“When we consider wind power, the aim is to catch as much wind as possible, and bigger sails catch more wind. The first Rotor Sails we looked at from Norsepower where much smaller, similar to previous installations on other vessels. After analysis, we asked Norsepower how big they could make their sails.
Due to transportation from the factory to the shipyard, the largest sail they can produce is 35 metres long and 5 metres wide. The two Rotor Sails for SC Connector will be the largest Norsepower has delivered to date,” Hvide continues.
Sailing service speed
In transit, the main combustion engine onboard SC Connector delivers all the power required for the propeller and ship systems. From calculations, we know that SC Connector’s propeller produces approximately 367 kN of thrust at 13.7 knots.

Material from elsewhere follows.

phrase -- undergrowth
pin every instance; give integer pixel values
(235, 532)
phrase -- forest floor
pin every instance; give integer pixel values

As the wind speed increases, more thrust is generated by the rotor sail, relieving the main engine.
However, you cannot count on perfect wind conditions every time you cross the sea. SC Connector operates in the North Sea, which has some of the most favourable wind conditions in the world. With no wind, there will be no contribution from the sails. In stormy conditions, however, the vessel will need no other propulsion power. Similarly, with head winds there will be no contribution from the sails, while side winds will give maximum utilisation. With gale-force winds and a favourable heading, the vessel will maintain service speed on sails alone.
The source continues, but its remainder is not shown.